A grading system built around judgment, not just automation.

Coding assignments and open-ended writing don't grade the same way, so the platform doesn't force them through the same process. Deterministic mode builds a check-spec of code assertions directly from a tagged exemplar answer, built for work where a correct answer is checkable in code. LLM-graded mode scores against a weighted rubric of criteria that can run additive or diminishing, and pass/fail or scaled, built for work where judgment matters more than pattern matching.

A grader pastes in a submission and gets a scored result in seconds, with a rubric breakdown and a written narrative in the same feedback-sandwich style TLM's own graders already use. Every field is editable and nothing posts until a human confirms it. The score and the narrative are generated separately, with the score locked before the explanation is written, so the writeup can't quietly influence the number behind it.

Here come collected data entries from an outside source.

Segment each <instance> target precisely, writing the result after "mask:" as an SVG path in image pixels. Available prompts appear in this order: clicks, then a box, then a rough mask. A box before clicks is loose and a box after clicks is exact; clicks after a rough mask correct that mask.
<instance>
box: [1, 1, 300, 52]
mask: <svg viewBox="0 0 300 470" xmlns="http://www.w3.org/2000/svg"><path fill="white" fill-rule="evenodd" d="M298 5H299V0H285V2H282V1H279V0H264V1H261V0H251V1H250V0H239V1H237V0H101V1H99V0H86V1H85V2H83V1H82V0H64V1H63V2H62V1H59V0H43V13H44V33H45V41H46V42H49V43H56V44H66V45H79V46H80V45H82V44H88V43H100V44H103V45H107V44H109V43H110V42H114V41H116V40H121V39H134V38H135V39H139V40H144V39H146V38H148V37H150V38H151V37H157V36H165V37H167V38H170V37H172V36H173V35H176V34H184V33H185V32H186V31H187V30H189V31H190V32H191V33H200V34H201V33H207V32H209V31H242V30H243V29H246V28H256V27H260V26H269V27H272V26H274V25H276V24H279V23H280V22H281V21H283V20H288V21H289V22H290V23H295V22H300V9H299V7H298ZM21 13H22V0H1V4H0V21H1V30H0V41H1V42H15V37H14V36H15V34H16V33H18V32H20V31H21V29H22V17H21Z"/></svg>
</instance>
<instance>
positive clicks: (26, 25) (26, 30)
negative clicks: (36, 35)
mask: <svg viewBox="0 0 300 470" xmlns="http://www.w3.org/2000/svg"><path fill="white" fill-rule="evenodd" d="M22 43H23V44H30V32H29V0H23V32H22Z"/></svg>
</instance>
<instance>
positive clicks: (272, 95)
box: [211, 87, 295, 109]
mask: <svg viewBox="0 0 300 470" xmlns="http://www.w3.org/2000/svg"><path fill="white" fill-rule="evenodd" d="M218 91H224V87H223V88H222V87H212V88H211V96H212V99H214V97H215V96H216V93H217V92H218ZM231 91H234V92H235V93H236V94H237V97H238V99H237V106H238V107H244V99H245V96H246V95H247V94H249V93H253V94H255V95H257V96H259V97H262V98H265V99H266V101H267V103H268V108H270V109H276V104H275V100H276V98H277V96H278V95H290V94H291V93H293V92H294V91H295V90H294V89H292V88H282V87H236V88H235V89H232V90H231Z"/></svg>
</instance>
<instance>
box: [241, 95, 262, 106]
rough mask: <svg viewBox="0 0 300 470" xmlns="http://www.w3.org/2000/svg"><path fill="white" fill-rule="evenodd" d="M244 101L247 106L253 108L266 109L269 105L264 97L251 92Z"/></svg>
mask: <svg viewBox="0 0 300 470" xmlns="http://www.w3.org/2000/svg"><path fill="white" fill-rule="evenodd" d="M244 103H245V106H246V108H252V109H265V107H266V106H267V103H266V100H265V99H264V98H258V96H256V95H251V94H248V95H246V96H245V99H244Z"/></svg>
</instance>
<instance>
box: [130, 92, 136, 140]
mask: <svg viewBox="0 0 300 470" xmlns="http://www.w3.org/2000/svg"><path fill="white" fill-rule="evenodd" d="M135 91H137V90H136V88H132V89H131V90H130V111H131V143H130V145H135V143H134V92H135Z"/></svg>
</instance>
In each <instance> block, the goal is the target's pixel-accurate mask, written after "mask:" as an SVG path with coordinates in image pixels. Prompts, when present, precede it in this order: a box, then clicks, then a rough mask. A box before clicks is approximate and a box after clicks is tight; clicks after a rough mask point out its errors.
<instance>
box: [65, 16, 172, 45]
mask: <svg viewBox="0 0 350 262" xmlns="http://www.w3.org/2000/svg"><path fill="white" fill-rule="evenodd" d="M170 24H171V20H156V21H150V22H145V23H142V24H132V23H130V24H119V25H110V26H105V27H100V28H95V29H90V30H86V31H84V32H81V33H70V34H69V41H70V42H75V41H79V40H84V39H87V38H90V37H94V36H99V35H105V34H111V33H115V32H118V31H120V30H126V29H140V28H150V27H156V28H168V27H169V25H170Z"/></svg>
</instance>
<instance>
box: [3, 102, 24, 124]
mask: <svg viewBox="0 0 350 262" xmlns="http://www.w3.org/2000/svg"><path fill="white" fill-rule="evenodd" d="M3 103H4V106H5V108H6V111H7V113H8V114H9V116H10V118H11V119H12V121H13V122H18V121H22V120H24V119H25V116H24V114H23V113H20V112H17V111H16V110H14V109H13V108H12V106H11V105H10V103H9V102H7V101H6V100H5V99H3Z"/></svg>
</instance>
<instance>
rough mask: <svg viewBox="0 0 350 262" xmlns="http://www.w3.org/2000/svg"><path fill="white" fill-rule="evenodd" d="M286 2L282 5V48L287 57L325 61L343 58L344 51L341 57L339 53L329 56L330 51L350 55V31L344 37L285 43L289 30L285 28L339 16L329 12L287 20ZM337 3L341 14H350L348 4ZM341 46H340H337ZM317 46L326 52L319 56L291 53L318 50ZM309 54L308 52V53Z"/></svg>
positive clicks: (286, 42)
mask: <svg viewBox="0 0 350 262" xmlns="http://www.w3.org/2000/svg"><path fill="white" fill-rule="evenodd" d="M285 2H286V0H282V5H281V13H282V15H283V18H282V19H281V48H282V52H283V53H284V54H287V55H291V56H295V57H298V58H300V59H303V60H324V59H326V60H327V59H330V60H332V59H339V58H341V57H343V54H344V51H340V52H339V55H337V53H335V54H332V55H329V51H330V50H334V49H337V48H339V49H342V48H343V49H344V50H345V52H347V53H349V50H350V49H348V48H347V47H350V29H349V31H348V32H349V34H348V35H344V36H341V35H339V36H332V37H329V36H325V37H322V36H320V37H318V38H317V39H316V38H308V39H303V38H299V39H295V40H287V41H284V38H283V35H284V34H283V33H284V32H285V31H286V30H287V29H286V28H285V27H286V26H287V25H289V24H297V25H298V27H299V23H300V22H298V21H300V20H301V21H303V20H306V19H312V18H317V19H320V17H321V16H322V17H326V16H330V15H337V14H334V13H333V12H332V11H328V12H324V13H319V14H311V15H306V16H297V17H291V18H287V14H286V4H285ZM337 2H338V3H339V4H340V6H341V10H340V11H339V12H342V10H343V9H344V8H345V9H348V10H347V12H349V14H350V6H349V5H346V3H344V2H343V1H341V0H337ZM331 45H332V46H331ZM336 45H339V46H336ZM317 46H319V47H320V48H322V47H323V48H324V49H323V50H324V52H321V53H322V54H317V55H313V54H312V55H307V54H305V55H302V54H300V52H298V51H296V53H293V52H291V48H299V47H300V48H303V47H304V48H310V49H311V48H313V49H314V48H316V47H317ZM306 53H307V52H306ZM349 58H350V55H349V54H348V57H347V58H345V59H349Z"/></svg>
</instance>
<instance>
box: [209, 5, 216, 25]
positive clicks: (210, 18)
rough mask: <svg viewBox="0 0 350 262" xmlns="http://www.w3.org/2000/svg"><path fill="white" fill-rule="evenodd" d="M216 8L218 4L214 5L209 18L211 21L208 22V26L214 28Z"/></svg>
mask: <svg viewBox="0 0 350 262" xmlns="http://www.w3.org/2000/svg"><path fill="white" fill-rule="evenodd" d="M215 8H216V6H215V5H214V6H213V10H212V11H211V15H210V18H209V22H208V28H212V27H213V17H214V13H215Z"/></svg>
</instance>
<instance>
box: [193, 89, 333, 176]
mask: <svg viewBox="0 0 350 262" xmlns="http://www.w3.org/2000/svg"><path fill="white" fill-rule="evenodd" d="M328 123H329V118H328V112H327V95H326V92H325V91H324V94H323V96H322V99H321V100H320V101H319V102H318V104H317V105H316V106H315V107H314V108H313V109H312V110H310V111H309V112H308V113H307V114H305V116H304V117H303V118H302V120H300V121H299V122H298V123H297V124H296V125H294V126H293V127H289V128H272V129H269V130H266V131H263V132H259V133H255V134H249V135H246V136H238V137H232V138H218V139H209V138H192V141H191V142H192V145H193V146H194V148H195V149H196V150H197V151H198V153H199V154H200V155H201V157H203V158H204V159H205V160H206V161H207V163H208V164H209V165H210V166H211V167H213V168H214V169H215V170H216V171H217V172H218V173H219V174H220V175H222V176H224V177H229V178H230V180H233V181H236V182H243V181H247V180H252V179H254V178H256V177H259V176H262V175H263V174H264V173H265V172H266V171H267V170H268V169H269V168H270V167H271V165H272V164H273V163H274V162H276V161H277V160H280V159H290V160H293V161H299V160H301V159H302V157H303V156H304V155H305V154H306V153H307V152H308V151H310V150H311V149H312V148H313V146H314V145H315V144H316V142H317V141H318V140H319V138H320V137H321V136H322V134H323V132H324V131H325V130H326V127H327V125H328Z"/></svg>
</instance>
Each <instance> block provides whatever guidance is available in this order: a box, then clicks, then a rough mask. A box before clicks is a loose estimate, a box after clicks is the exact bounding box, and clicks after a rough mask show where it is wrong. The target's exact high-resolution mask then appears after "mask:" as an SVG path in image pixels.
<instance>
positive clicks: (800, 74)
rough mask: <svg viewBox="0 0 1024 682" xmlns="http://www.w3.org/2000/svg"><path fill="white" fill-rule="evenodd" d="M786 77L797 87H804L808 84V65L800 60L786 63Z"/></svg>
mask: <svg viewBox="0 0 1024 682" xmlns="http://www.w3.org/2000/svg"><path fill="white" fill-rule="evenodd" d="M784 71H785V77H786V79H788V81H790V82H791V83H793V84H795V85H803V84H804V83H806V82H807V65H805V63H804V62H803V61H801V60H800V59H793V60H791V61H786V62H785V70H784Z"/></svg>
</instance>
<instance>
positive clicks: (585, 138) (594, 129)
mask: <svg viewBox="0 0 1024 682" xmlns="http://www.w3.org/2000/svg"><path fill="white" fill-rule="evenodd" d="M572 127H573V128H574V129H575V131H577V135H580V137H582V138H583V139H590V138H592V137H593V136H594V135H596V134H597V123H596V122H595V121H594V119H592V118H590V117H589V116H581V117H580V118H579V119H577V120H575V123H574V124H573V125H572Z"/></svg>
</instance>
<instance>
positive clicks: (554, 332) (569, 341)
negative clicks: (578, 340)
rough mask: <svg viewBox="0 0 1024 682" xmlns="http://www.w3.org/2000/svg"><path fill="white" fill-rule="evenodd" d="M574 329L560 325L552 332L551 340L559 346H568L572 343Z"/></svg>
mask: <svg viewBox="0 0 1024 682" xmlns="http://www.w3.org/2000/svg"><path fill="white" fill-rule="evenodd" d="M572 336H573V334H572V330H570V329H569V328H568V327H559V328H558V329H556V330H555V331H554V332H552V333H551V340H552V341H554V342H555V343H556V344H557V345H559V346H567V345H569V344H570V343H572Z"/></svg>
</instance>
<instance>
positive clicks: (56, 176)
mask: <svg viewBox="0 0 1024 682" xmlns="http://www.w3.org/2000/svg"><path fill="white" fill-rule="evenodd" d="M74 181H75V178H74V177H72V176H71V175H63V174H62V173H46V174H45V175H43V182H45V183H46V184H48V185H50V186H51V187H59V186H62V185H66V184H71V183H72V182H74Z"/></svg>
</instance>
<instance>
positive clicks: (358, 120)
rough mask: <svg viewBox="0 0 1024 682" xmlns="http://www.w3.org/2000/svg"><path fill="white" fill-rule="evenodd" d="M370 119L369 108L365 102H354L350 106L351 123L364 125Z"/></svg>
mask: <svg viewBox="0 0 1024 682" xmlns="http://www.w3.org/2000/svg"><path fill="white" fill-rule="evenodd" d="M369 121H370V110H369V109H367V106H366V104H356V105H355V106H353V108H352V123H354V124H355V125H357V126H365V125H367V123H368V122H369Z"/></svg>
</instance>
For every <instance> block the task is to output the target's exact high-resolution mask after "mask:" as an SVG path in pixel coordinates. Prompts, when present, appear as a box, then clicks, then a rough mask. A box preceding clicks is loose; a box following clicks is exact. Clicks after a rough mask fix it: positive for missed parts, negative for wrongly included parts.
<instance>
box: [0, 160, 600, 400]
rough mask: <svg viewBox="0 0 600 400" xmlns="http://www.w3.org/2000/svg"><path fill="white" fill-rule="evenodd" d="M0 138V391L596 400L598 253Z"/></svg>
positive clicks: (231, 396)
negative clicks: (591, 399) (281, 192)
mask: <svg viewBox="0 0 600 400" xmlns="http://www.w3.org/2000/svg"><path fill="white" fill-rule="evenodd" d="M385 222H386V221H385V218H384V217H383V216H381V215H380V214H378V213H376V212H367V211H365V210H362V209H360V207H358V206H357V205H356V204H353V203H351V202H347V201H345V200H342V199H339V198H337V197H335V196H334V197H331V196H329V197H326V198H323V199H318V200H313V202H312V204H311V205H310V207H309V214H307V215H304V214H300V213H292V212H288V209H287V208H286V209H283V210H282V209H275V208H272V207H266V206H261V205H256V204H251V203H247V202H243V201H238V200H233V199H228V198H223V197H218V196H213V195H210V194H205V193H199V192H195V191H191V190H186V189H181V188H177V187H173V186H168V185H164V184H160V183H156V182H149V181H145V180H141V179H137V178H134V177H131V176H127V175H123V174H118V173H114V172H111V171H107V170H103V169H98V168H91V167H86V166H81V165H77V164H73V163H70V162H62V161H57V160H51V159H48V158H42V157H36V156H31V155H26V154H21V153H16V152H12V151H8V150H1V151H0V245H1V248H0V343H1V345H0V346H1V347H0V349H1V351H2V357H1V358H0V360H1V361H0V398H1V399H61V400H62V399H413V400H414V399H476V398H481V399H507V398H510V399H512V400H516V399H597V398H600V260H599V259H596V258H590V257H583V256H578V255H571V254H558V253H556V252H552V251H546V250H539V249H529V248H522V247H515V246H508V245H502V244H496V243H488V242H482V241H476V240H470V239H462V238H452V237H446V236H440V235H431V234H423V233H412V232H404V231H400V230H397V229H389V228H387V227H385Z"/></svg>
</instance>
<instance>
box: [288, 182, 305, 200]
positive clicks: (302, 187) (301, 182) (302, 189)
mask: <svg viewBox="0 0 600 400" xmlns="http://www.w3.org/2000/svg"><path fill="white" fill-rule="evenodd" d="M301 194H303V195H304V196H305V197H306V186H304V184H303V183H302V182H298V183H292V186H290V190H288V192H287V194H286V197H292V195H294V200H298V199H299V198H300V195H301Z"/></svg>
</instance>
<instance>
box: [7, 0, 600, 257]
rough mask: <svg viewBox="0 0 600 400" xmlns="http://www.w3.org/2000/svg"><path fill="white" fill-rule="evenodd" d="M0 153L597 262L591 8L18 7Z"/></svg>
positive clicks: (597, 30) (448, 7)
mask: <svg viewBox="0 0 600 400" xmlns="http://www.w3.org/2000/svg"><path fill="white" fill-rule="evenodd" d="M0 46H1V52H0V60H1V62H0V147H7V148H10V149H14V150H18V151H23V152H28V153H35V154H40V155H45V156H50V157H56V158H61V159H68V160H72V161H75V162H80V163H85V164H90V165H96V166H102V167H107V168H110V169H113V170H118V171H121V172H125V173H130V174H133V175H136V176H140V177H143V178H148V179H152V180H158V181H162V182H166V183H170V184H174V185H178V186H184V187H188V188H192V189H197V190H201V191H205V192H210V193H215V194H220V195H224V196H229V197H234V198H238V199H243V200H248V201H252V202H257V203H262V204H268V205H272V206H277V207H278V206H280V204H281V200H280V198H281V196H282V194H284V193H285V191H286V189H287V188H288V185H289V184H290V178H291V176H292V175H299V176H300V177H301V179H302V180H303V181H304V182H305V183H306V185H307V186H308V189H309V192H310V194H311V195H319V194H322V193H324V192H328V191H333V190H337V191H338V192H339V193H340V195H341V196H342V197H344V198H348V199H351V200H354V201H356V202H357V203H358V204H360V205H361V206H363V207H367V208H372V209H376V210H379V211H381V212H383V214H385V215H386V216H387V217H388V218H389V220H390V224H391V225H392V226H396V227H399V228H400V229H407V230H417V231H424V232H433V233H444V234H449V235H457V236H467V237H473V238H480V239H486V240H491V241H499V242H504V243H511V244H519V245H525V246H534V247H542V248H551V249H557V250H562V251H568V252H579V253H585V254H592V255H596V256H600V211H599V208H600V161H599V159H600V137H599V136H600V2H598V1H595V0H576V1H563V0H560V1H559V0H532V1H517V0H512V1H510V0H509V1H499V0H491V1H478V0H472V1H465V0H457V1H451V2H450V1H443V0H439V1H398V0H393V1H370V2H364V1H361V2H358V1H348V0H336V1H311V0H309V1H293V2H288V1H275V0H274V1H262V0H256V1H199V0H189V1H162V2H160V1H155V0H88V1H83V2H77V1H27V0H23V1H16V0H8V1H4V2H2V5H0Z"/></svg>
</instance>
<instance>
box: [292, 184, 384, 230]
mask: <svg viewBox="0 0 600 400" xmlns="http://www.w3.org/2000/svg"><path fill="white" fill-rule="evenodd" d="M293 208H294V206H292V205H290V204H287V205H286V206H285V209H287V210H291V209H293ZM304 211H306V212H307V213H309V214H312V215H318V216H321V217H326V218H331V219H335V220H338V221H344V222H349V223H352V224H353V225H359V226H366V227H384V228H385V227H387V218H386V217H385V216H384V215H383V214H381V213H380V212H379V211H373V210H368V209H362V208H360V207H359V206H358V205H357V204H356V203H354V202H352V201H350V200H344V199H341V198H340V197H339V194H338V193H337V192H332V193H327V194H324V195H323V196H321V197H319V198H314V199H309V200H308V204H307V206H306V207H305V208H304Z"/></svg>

The hardest grading calls aren't the perfect scores or the zeros. They're the middle bands, where the difference between a 2 and a 3 actually requires judgment, and where a grader without deep subject expertise needs the most support. Each question builds its own calibration bank across those bands, filling automatically from real graded submissions and regenerating a distilled profile of what separates each band as new examples land. When a grader overrides the AI's score, that correction is tagged and folded back into the bank, so the system learns from confirmed human judgment instead of unlabeled guesses.

Adding more graders would have been bailing water out of a sinking ship. TLM didn't need more hands. It needed a new approach to the problem.

— TDG's read on the problem
What's Next

Built into the tools TLM already runs.

The MVP TDG shipped over that first weekend is running today as a stopgap while TLM stands up its own infrastructure. The next phase, already designed, connects the platform directly to Canvas. Submissions sync into a queue automatically and match to the right question by ID, with anything that doesn't match flagged once for a manual link the system remembers from then on. Once a grade is finalized, it writes the score and feedback straight into Canvas SpeedGrader and posts a summary to the corresponding GitLab work item, so grading plugs directly into the systems TLM's ops team already uses instead of becoming a separate tool they have to check on its own.

Live

Deterministic & LLM-Graded Modes

Both modes live and in active use as TLM's stopgap grading system.

Live

Calibration Banking

Filling and regenerating automatically from every graded submission across the difficult middle bands.

Live

Full Audit Trail

Recorded for every finalized grade, including operator, model, and timestamp.

Designed, Ready to Build

Canvas Sync & SpeedGrader / GitLab Posting

Auto-matching and Finalize & Post to SpeedGrader and GitLab, ready to build as TLM migrates onto its own servers.